Robert Haas <robertmhaas@gmail.com> writes: > ... how > important is stability to ANALYZE? If you *either* retake your MVCC > snapshots periodically as you re-scan the table *or* use a non-MVCC > snapshot for the scan, you can get those same kinds of artifacts: you > might see two copies of a just-updated row, or none. Maybe this would > actually *break* something - e.g. could there be code that would get > confused if we sample multiple rows for the same value in a column > that has a UNIQUE index? But I think mostly the consequences would be > that you might get somewhat different results from the statistics.
Yeah, that's an excellent point. I can imagine somebody complaining "this query clearly matches a unique index, why is the planner estimating multiple rows out?". But most of the time it wouldn't matter much. (And I think you can get cases like that anyway today.)
> It's not clear to me that it would even be correct to categorize those > somewhat-different results as "less accurate."
Estimating two rows where the correct answer is one row is clearly "less accurate". But I suspect you'd have to be quite unlucky to get such a result in practice from Simon's proposal, as long as we weren't super-aggressive about changing ANALYZE's snapshot a lot.
Seems like we're agreed we can use more than one snapshot, the only discussion is "how many?"
The more you take the more weirdness you will see, so adopting an approach of one-snapshot-per-row seems like the worst case for accuracy, even if it does make analyze faster.
(If we do want to speed up ANALYZE, we should use the system block sampling approach, but the argument against that is less independence of rows.)
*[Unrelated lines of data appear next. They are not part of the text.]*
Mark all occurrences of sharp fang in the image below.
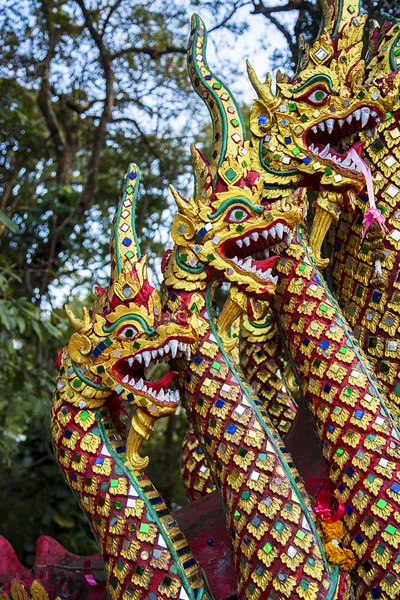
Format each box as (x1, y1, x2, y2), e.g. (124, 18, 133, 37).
(312, 126, 318, 134)
(136, 378, 144, 390)
(128, 358, 134, 367)
(269, 227, 276, 239)
(262, 230, 269, 239)
(159, 348, 164, 357)
(275, 223, 283, 239)
(371, 110, 377, 117)
(129, 378, 135, 386)
(346, 114, 353, 124)
(251, 232, 259, 241)
(147, 388, 154, 397)
(186, 347, 191, 360)
(158, 389, 165, 400)
(164, 343, 170, 354)
(342, 155, 351, 167)
(361, 107, 370, 128)
(170, 339, 178, 359)
(338, 119, 345, 127)
(143, 351, 151, 368)
(326, 119, 334, 134)
(142, 384, 148, 392)
(236, 239, 243, 248)
(122, 375, 129, 383)
(243, 258, 252, 269)
(319, 143, 330, 158)
(317, 121, 325, 132)
(136, 354, 143, 364)
(354, 109, 361, 121)
(243, 237, 251, 247)
(309, 143, 315, 152)
(151, 349, 158, 359)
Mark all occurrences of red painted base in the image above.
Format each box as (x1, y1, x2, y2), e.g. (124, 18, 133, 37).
(0, 493, 237, 600)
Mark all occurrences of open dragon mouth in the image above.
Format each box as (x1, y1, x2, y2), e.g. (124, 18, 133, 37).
(220, 219, 292, 284)
(305, 106, 383, 173)
(113, 337, 193, 406)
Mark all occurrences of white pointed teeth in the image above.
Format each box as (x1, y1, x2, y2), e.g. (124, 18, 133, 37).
(326, 119, 334, 134)
(275, 223, 283, 238)
(236, 239, 243, 248)
(361, 107, 370, 127)
(143, 351, 151, 368)
(309, 106, 382, 170)
(170, 339, 178, 359)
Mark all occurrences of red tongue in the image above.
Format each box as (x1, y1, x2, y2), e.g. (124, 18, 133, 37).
(147, 370, 178, 392)
(352, 140, 365, 156)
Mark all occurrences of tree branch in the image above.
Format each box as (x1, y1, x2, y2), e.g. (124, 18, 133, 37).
(251, 0, 320, 17)
(112, 44, 186, 61)
(36, 2, 68, 181)
(100, 0, 125, 37)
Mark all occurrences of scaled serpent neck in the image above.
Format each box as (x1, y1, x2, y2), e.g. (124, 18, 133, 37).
(51, 350, 207, 600)
(163, 278, 348, 599)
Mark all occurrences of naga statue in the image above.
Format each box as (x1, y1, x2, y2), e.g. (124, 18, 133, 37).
(3, 2, 400, 600)
(165, 14, 353, 600)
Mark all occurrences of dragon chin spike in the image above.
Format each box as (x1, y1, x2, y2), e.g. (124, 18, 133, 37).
(109, 163, 141, 292)
(187, 13, 246, 186)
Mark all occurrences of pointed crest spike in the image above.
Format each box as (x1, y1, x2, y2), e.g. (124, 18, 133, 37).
(109, 163, 141, 293)
(188, 13, 246, 185)
(319, 0, 361, 39)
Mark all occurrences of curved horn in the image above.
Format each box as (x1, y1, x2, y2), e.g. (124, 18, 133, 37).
(187, 13, 246, 186)
(246, 61, 280, 112)
(110, 163, 141, 287)
(65, 304, 91, 332)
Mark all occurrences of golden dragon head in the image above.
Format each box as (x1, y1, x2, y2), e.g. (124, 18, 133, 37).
(248, 0, 400, 199)
(164, 14, 306, 299)
(63, 165, 196, 468)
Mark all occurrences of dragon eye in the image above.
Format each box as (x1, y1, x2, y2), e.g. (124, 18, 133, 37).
(307, 89, 328, 104)
(227, 207, 250, 223)
(118, 325, 138, 339)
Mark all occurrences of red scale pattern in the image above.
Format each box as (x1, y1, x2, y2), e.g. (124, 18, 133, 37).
(168, 289, 348, 600)
(274, 241, 400, 599)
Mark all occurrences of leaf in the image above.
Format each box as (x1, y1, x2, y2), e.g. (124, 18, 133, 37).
(53, 510, 75, 528)
(0, 300, 15, 331)
(0, 210, 19, 234)
(31, 319, 43, 341)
Keeping the discussion on reducing the impact of bernoulli sampled analyze, I was imagining we would do one snapshot for each block of rows with default statistics_target, so that default behavior would be unaffected. Larger settings would be chunked according to the default, so stats_target=10k(max) would take a 10000/100 = 100 snapshots. That approach allows people to vary that using an existing parameter if needed.